Driving the news: Seattle City Councilmember Teresa Mosqueda, who chairs the council budget committee, told Axios on Wednesday that investing in a system such as ShotSpotter wasn't a priority partly because of issues other cities have identified with the technology.

  • Earlier this year, Seattle Mayor Bruce Harrell proposed spending $1 million to test ShotSpotter or a similar gunfire detection system, calling it a way to help address a rise in gun violence.
  • But the 2023 budget the City Council approved Tuesday doesn't fund the mayor's request.

What they're saying: In a phone interview with Axios, Mosqueda referenced a report from Chicago's Office of Inspector General that found that police responding to ShotSpotter alerts rarely recovered evidence of gun-related crime.

  • "The technology is faulty," Mosqueda said.
  • The same Chicago report found some officers cited the frequency of ShotSpotter alerts in certain neighborhoods as an added reason to stop people or pat them down, even when officers weren't responding to a specific ShotSpotter alert.
  • "Police are coming in assuming there is an active shooting happening, they are coming in anticipating that they have to be aggressive," Mosqueda told Axios. "That just escalates the chances that more Black and Brown folks are going to die at the hands of officers."
  • Mosqueda added that the city was facing a budget shortfall and she wanted to prioritize programs that would house or feed people instead.

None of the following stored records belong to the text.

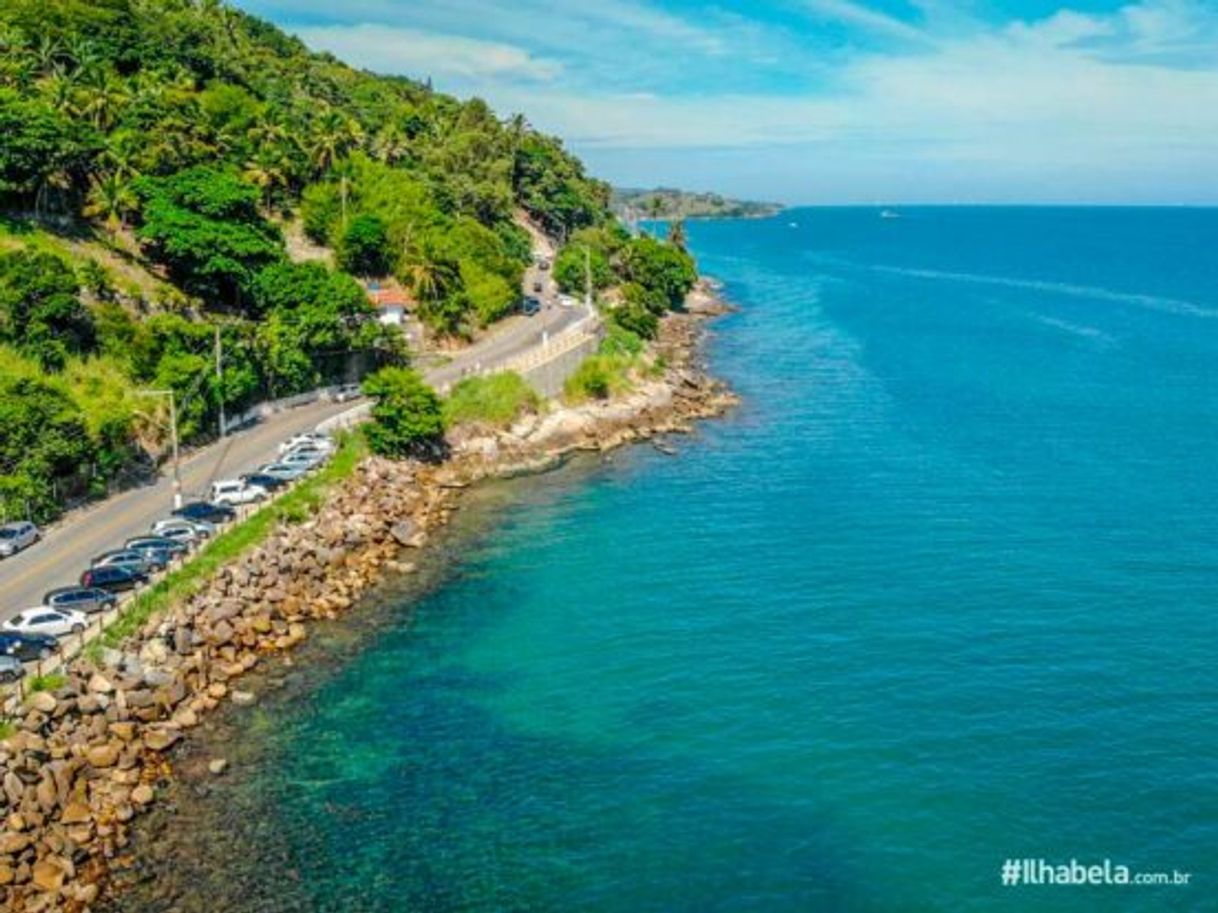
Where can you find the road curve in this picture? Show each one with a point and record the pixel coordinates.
(67, 548)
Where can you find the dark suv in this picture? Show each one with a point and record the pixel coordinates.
(205, 510)
(113, 578)
(27, 647)
(82, 599)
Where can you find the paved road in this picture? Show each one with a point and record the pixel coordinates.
(66, 550)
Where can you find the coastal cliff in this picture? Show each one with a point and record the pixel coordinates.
(96, 751)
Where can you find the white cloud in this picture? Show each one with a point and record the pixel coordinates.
(864, 17)
(390, 49)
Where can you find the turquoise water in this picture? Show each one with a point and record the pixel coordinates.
(940, 593)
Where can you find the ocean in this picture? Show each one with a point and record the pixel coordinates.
(939, 594)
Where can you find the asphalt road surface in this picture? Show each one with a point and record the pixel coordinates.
(67, 548)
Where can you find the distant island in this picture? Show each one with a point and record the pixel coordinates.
(672, 203)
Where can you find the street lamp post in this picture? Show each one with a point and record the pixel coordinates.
(173, 437)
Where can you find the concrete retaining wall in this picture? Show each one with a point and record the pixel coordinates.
(547, 376)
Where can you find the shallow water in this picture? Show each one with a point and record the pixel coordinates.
(938, 594)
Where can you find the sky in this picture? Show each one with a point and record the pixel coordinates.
(827, 101)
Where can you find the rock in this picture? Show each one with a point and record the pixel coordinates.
(161, 739)
(102, 755)
(12, 844)
(43, 701)
(403, 532)
(124, 731)
(49, 874)
(76, 813)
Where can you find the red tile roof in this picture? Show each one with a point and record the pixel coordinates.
(390, 296)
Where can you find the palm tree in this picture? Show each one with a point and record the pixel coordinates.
(101, 97)
(345, 173)
(390, 145)
(430, 279)
(334, 135)
(57, 88)
(677, 234)
(266, 172)
(110, 199)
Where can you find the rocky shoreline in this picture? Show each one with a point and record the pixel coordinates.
(91, 755)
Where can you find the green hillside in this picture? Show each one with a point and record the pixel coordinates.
(151, 155)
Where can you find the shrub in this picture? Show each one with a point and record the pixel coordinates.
(407, 415)
(363, 248)
(496, 399)
(597, 377)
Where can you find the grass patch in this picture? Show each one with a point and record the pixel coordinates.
(294, 507)
(496, 399)
(50, 682)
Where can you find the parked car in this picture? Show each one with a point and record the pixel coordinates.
(42, 620)
(11, 670)
(204, 510)
(27, 647)
(113, 578)
(307, 459)
(234, 491)
(284, 471)
(177, 527)
(314, 438)
(15, 537)
(347, 392)
(173, 548)
(80, 599)
(272, 483)
(132, 558)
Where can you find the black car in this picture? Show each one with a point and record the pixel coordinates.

Background: ShotSpotter, which says it has a presence in over 135 U.S. cities, works by setting up acoustic sensors on buildings and lamp posts to record the sound of gunshots and triangulate their location.

  • While a recent AP investigation found that ShotSpotter can misclassify sounds such as fireworks and cars backfiring as gunfire, the company says its system has a 97% accuracy rate.
  • A human review team analyzes each report in real time to determine if the sounds are likely gunshots before alerting police, the company said, while an algorithm helps filter unrelated sounds as well.

The other side: Sam Klepper, the company's senior vice president of marketing and product strategy, said the Seattle City Council's decision to not invest in the technology "does not negate ShotSpotter's effectiveness."

  • "We're confident that our technology helps to make communities safer by informing police of gunfire incidents they would never have known about, and enabling a faster, more precise response to help save the lives of victims and find critical evidence," Klepper wrote in a statement to Axios.
  • Regarding the Chicago inspector general report, Klepper said although it can be difficult to link an alert with evidence of a shooting, that doesn't mean gunfire didn't occur.

What's next: This discussion may resurface in future budget cycles.

  • Rev. Harriet Walden, co-founder of Mothers for Police Accountability, told council members at Tuesday's meeting that her group will "continue to bring information to the community" about ShotSpotter and how it "could benefit the areas or the people that are actually suffering from gunshots."
  • A spokesperson for Harrell wrote that the mayor remains focused on public safety measures, "and we'll continue advocating for these solutions in future budget deliberations."